In a tweet from veteran journalist John Simpson, the BBC world affairs editor blasted the Home Office for attempting “to make it a crime for journalists to embarrass the govt by publishing leaked official documents. The maximum penalty would be 14 years in prison. This would put British journalists on a par with foreign spies.”
Later asked if he would be prosecuted were the legislation in place during his early years of reporting on foreign affairs, Simpson responded: “Probably.”
National Union of Journalists (NUJ) general secretary Michelle Stanistreet commented in response to the proposed legislation that her organization will continue “to defend journalists and journalism that operates in the public interest… We remain fundamentally opposed to any moves by the state that would make it harder to report on national security or poses harsher penalties for journalists, their sources and whistle-blowers.”
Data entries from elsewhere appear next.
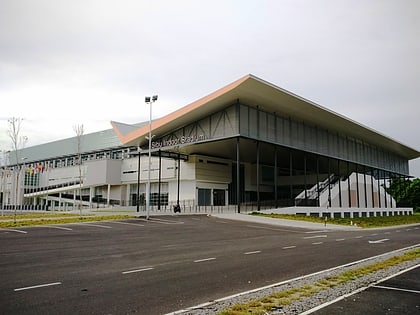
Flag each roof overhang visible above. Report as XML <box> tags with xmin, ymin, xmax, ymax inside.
<box><xmin>111</xmin><ymin>75</ymin><xmax>420</xmax><ymax>160</ymax></box>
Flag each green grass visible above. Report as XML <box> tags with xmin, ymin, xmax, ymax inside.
<box><xmin>251</xmin><ymin>212</ymin><xmax>420</xmax><ymax>228</ymax></box>
<box><xmin>0</xmin><ymin>214</ymin><xmax>133</xmax><ymax>228</ymax></box>
<box><xmin>0</xmin><ymin>210</ymin><xmax>79</xmax><ymax>221</ymax></box>
<box><xmin>218</xmin><ymin>248</ymin><xmax>420</xmax><ymax>315</ymax></box>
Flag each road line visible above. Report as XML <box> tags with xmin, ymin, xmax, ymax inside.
<box><xmin>194</xmin><ymin>257</ymin><xmax>216</xmax><ymax>263</ymax></box>
<box><xmin>305</xmin><ymin>230</ymin><xmax>328</xmax><ymax>234</ymax></box>
<box><xmin>369</xmin><ymin>238</ymin><xmax>389</xmax><ymax>244</ymax></box>
<box><xmin>247</xmin><ymin>225</ymin><xmax>302</xmax><ymax>234</ymax></box>
<box><xmin>107</xmin><ymin>221</ymin><xmax>144</xmax><ymax>226</ymax></box>
<box><xmin>76</xmin><ymin>223</ymin><xmax>112</xmax><ymax>229</ymax></box>
<box><xmin>13</xmin><ymin>282</ymin><xmax>61</xmax><ymax>292</ymax></box>
<box><xmin>149</xmin><ymin>218</ymin><xmax>184</xmax><ymax>224</ymax></box>
<box><xmin>122</xmin><ymin>267</ymin><xmax>155</xmax><ymax>275</ymax></box>
<box><xmin>373</xmin><ymin>285</ymin><xmax>420</xmax><ymax>294</ymax></box>
<box><xmin>283</xmin><ymin>245</ymin><xmax>296</xmax><ymax>249</ymax></box>
<box><xmin>47</xmin><ymin>225</ymin><xmax>73</xmax><ymax>231</ymax></box>
<box><xmin>303</xmin><ymin>235</ymin><xmax>327</xmax><ymax>240</ymax></box>
<box><xmin>2</xmin><ymin>229</ymin><xmax>28</xmax><ymax>234</ymax></box>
Another spokesman for the NUJ added that the union “strongly believes that if the Official Secrets Acts are repealed with no public interest defence, it would have a chilling effect on public interest journalism and a consequential and detrimental effect on all UK citizens.”
“The proposals as they stand will have a detrimental impact on press freedom.”
A Home Office spokesman said that it “is wrong to claim the proposals will put journalists at risk of being treated like spies and they will, rightly, remain free to hold the government to account.”
“We will introduce new legislation so security services and law enforcement agencies can tackle evolving state threats and protect sensitive data. However, this will be balanced to protect press freedom and the ability for whistle-blowers to hold organisations to account when there are serious allegations of wrongdoing.”